As you read this, athletic departments across the country are — in accordance with revised NCAA rules — drawing up fundraising strategies for their affiliated NIL collectives. Now permissible, such efforts are designed to ensure, at least in a roundabout way, that those departments’ coaches and programs have enough NIL resources to be competitive in recruiting and retaining talented rosters.
But that money has to come from somewhere, and boosters aren’t suddenly going to double their output. Athletics directors throughout Division I are rerunning budget numbers trying to figure out how much annual donation-related revenue they can afford to lose before it starts damaging their departments’ bottom lines. Because the bills still need paid.
When, for example, IU AD Scott Dolson suggested in late summer that a chunk of Indiana’s annual revenue from the forthcoming Big Ten TV deal was already spoken for, he took (and in some corners continues to take) criticism for the negative tone of those comments. In fairness to Dolson, he might have had problems like this one in mind.

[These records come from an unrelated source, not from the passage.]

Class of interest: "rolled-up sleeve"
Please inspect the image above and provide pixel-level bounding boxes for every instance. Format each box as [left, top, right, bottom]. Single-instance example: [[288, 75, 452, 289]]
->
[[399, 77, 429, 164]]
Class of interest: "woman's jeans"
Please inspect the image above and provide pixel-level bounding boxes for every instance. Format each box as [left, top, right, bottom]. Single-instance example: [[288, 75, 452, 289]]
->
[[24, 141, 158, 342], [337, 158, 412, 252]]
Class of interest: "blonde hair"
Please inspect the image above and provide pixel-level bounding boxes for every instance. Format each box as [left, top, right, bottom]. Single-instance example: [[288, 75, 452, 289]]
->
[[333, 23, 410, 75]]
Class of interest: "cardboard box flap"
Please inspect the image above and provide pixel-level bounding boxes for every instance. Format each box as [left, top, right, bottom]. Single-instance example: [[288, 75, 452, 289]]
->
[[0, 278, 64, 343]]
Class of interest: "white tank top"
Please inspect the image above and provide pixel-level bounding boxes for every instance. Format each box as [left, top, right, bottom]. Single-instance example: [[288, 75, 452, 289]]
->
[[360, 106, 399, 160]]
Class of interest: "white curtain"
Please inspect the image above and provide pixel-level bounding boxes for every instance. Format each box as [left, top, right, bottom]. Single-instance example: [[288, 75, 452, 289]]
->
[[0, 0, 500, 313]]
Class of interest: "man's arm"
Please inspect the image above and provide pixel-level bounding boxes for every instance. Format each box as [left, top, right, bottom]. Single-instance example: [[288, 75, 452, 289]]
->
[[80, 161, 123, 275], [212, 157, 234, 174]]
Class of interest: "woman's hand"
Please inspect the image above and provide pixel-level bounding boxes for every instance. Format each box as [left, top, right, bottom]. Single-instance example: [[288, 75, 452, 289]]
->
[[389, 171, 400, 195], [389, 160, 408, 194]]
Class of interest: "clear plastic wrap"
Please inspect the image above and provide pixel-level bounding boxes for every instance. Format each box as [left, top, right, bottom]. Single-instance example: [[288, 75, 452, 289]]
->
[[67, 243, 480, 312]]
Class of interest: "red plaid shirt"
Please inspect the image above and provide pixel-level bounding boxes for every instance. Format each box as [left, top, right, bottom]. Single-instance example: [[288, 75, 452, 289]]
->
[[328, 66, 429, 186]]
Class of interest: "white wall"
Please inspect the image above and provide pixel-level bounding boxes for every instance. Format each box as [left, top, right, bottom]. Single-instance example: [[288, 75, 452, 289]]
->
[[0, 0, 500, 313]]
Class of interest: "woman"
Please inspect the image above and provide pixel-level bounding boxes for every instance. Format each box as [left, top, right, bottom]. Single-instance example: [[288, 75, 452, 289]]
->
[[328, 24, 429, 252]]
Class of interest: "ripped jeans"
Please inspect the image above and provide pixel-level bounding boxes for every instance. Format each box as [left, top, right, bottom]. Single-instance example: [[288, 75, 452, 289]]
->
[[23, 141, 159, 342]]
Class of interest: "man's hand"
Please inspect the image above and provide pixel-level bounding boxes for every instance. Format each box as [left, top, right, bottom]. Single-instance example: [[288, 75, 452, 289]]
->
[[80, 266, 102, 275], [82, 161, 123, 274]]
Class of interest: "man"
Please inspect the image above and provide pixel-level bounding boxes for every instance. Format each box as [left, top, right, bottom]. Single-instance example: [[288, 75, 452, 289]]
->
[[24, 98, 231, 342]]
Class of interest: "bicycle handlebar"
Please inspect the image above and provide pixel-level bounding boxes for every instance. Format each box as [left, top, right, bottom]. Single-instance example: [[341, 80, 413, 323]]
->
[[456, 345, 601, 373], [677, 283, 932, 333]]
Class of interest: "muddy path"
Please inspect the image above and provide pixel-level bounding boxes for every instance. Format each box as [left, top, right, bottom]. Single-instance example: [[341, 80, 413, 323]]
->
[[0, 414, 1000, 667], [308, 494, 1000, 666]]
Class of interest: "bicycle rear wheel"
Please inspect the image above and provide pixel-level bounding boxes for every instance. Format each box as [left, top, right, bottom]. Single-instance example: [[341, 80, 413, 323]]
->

Could apparel deals be the next traditional revenue stream hit hard by the way NIL has changed the college sports landscape? Will companies like Adidas still see a need for eight- and nine-figure contracts with schools, when they can enjoy much more direct access to the athletes who expose their brand game after game, year upon year?
Since the introduction of name, image and likeness, we’ve counted ways expected and otherwise that NIL has altered the landscape we once knew. The old way of thinking about apparel partnerships may soon join that list.